Two questions from the proof of Harnack's Inequality

Question

1. My first question concerns the first line on page 8 of the following: https://web.math.princeton.edu/~const/maxhar.pdf. Explicitly, it is the following estimate: $$\sum_{i,j}|a^{ij}_{kl}v_iv_l|+|a^{ij}_k(v_iv_j)_l|\leq\epsilon|\nabla^2v|^2+C|\nabla v|^2.$$ where all the subscripts denote take partial derivatives of, and $a^{ij}$ forms a symmetric, positive definitely matrix pointwise.
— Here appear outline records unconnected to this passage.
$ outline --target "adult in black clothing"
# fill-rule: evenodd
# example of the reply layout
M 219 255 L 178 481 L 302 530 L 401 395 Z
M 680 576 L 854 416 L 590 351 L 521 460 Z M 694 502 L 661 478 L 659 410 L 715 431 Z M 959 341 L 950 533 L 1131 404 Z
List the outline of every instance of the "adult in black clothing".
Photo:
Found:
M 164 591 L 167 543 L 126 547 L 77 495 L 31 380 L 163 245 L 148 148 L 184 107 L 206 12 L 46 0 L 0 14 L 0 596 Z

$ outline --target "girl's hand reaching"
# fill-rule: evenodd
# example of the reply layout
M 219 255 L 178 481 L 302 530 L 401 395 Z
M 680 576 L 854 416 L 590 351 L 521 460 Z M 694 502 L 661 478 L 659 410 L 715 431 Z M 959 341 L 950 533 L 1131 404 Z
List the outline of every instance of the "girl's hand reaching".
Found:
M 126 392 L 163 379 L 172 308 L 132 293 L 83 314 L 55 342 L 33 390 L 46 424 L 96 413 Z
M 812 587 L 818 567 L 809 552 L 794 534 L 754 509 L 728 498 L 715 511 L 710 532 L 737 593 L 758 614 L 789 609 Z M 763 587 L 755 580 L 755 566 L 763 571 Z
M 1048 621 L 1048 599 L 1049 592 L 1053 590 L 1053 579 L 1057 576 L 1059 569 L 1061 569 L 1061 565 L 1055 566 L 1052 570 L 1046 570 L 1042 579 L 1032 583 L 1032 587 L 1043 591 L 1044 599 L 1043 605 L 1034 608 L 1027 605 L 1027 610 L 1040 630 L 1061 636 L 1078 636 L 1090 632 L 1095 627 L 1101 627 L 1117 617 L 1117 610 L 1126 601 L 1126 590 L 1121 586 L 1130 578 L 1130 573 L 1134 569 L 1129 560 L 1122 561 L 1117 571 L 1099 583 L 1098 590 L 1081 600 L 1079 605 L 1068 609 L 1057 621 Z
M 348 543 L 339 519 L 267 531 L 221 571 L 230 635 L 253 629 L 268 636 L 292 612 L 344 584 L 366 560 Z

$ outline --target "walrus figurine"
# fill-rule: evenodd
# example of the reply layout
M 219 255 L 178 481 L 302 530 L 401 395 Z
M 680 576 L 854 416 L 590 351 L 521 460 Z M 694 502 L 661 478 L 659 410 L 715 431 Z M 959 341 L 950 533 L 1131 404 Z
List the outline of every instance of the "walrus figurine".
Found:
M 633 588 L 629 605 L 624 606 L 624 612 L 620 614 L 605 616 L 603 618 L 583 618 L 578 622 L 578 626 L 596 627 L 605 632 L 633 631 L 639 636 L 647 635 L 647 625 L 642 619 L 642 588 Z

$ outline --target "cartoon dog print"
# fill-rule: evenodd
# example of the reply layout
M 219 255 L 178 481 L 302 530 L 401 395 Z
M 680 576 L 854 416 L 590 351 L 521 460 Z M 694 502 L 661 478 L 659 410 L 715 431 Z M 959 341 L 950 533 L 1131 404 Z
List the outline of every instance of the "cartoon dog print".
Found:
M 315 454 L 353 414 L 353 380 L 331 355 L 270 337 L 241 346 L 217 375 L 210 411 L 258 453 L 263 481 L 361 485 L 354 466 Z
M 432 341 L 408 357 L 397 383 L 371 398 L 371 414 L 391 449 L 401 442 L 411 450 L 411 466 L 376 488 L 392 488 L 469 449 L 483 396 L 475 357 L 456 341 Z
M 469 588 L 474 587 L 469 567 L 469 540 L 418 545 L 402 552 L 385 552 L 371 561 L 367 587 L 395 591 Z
On the RHS, $C$ is a constant depending on $\epsilon$. I'm assuming the idea is that the first term on the LHS is bounded by the $|\nabla v|^2$ term, and the second term on the LHS by the $|\nabla^2 v|^2$ term, but I'd appreciate if anyone could be more explicit.
2. My second question is again on page 8, this time near the bottom, when they use uniform ellipticity to deduce $$\sum_{i,j,k,l}a^{ij}a^{kl}v_{ik}v_{jl}\geq\gamma^2|\nabla^2v|^2.$$ I'm having trouble seeing this since the indices are intertwined on the LHS.

Answer 1

Asked a professor.

1. We have by Cauchy's estimate with $\epsilon$ on the second term on the RHS $$\sum_{i,j} a^{ij}_k (v_iv_j)_l\leq C\sum_{i,j}v_{il}v_j\leq \epsilon |D^2v|^2+C |Dv|^2.$$ The first term is just regular Cauchy-Schwarz.
2. We can diagonalize the coefficient matrices $a^{ij}$ and $a^{kl}$ at a point and then use the ellipticity.